Third grader Cassidy Dolnik has learned a fun way to practice her cursive skills, writing letters with a quill (feather) and ink (watercolor). JESSI DOLNIK
Children these days are experts at texting, and many are more proficient at using a computer than a pencil.
However, many kids, including my own who are now teenagers, didn’t get much – if any – cursive instruction in elementary school. I think they each might have had a few days of practice, but obviously not enough to make it stick.
I have since taught them how to at least sign their names, but they still have trouble reading birthday cards from their grandparents, aunts and uncles.
Some teachers, therapists and parents think writing in cursive is still a valuable skill, one that might soon be a lost art form.
“I feel it is important for this generation of children to learn cursive because if it gets left behind, I think it will be more and more difficult to bring back,” teacher Julieann Swann said.
Swann teaches fifth-grade Chinese Immersion at Hilton Head Island Elementary School and has always advocated for cursive writing in school. She said the skill is especially important for younger children to learn when they are learning stroke development.
Unfortunately, Swann said teachers often don’t have much time to teach cursive after they get through the other English Language Arts requirements of reading, writing, spelling and grammar. Another challenge is the fact that a single class can include students at varying levels of literacy, which means teachers spend extra time working with the struggling students.
“When teachers are faced with limited time, we need to simultaneously determine what the best needs for each child are, as well as the class as a whole,” Swann said. “Often, cursive writing is not as urgent of a need as reading and basic writing.”
Beaufort County School District does now teach cursive in second and third grades, but prior to 2015, they did not.
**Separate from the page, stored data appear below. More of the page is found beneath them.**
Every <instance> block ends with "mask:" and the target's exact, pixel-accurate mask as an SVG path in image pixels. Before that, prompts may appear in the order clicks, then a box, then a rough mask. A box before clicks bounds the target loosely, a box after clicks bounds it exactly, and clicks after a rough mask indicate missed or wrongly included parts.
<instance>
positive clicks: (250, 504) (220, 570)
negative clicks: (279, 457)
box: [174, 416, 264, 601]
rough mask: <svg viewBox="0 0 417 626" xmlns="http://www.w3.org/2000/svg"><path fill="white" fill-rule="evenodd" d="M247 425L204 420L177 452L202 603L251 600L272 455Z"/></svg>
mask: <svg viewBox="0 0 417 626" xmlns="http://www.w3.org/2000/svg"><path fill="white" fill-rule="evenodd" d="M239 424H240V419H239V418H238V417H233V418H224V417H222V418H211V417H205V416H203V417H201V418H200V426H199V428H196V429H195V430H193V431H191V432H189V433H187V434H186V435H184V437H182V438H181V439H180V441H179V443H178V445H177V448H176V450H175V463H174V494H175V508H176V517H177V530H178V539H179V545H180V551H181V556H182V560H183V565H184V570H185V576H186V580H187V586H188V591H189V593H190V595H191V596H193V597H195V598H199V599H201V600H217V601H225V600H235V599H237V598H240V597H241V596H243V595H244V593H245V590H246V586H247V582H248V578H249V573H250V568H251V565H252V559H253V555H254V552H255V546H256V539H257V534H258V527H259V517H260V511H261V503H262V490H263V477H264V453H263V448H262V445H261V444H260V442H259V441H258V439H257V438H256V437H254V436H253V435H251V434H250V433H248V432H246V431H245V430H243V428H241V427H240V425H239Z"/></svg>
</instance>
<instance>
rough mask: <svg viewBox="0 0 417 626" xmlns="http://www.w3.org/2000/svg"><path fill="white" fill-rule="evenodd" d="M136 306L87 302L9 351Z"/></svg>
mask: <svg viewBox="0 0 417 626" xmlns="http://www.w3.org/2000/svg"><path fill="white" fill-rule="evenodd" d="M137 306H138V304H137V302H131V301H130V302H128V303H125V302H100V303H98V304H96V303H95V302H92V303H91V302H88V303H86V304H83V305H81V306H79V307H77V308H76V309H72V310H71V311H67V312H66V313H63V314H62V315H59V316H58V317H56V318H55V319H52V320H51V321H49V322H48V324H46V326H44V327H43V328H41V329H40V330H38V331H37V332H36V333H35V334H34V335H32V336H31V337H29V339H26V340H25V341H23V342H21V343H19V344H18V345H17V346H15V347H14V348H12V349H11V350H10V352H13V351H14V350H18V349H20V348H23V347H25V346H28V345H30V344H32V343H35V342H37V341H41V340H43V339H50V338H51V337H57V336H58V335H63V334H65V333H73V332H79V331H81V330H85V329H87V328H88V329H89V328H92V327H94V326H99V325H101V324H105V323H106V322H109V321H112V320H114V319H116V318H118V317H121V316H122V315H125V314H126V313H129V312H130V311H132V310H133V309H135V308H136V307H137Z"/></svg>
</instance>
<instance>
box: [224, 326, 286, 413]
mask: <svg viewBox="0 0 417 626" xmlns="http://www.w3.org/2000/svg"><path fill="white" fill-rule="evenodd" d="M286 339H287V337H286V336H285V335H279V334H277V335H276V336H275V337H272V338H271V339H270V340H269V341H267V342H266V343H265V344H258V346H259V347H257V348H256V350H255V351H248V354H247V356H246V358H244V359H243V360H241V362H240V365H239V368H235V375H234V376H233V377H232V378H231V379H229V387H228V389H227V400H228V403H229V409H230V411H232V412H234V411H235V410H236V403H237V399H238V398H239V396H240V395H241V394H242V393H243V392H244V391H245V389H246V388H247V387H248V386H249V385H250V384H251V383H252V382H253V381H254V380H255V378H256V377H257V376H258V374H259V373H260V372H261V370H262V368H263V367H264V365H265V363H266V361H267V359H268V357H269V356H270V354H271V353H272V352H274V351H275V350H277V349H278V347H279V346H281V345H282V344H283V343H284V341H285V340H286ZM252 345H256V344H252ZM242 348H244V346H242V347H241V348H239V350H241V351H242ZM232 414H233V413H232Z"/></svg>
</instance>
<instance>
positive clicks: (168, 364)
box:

According to Candace Bruder, the district’s director of communications, cursive instruction was added to district standards through the Back to Basics in Education Act of 2014, S.C. Code Ann. § 59-29-15.
Pediatric occupational therapist Julianne Sullivan said cursive is an important skill for children to learn.
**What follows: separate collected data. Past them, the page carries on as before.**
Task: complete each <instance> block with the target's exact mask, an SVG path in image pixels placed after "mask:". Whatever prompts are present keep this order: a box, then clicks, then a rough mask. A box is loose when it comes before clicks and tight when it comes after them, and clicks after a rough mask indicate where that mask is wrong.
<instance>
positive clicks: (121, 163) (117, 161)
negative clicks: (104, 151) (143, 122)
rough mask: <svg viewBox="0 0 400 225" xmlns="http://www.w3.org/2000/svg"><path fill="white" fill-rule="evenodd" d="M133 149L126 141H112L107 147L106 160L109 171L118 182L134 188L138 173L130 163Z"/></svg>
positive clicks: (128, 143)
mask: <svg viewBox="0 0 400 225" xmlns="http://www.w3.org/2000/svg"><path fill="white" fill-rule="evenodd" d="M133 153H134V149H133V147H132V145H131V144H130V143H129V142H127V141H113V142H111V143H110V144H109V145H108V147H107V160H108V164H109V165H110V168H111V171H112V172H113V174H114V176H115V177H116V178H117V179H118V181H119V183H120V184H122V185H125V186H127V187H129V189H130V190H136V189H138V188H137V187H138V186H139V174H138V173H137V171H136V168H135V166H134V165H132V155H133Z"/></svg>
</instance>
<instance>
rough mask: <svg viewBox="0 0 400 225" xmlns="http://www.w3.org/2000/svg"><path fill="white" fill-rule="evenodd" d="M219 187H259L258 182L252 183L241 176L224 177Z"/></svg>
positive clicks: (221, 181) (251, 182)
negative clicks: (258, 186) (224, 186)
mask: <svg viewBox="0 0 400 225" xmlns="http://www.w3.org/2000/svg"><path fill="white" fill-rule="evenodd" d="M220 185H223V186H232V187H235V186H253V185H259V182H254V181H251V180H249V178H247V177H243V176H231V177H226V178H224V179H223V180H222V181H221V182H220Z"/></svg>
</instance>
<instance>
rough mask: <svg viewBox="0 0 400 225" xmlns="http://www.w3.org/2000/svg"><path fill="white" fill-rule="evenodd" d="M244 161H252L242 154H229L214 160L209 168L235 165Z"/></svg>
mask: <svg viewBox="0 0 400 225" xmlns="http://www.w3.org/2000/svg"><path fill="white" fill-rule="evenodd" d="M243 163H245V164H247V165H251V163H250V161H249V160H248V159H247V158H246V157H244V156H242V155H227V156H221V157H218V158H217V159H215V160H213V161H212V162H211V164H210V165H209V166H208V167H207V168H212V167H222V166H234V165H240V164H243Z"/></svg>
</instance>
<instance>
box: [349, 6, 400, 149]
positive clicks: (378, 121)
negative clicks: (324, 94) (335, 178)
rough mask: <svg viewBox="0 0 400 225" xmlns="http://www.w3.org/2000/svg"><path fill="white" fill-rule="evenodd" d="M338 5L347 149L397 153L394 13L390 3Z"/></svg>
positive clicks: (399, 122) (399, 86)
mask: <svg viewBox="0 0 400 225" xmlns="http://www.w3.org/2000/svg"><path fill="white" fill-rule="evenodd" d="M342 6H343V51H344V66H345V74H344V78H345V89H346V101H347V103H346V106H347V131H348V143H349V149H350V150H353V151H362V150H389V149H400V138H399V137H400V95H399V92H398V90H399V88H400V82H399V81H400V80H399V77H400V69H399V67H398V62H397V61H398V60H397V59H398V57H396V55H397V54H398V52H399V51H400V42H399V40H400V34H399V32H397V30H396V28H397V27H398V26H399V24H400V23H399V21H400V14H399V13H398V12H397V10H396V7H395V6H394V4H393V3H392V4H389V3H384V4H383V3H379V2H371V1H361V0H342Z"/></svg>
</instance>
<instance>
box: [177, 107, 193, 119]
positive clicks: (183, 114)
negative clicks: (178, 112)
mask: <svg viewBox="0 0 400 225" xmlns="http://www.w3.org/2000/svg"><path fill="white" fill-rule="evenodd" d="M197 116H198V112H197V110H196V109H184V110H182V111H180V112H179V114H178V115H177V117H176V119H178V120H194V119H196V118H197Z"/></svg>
“It’s important for functional use,” Sullivan said. “You have to be able to sign your name and be able to take notes quickly.”
Sullivan said cursive is also important because it builds the neural pathways in the brain that are associated with fine motor dexterity, and visual and tactile processing,
Jessi Dolnik, owner of Lowcountry Therapy Center, a speech language pathologist, and homeschooling mom of six, said research has shown cursive to be a valuable tool in helping children with motor challenges because it requires less motor planning than printing.
“It’s a fluid way of writing,” Dolnik said. “Your pencil doesn’t have to come up off the paper. You can rest the base of your hand on the paper to give yourself support.”
Dolnik is currently teaching her third-grader, Cassidy, how to write in cursive. Her fifth-grader, Charlie, already writes beautifully in cursive, Dolnik said. He learned the skill in second grade at May River Montessori School. She said some of the classes there start learning cursive even earlier.
The kids who do know how to write in cursive speak sort of a secret code that their peers don’t all understand. “For many students,” Swann said, “it is like being able to read and write in another language.”
Amy Coyne Bredeson of Bluffton is a freelance writer, a mother of two and a volunteer with the Tuberous Sclerosis Alliance.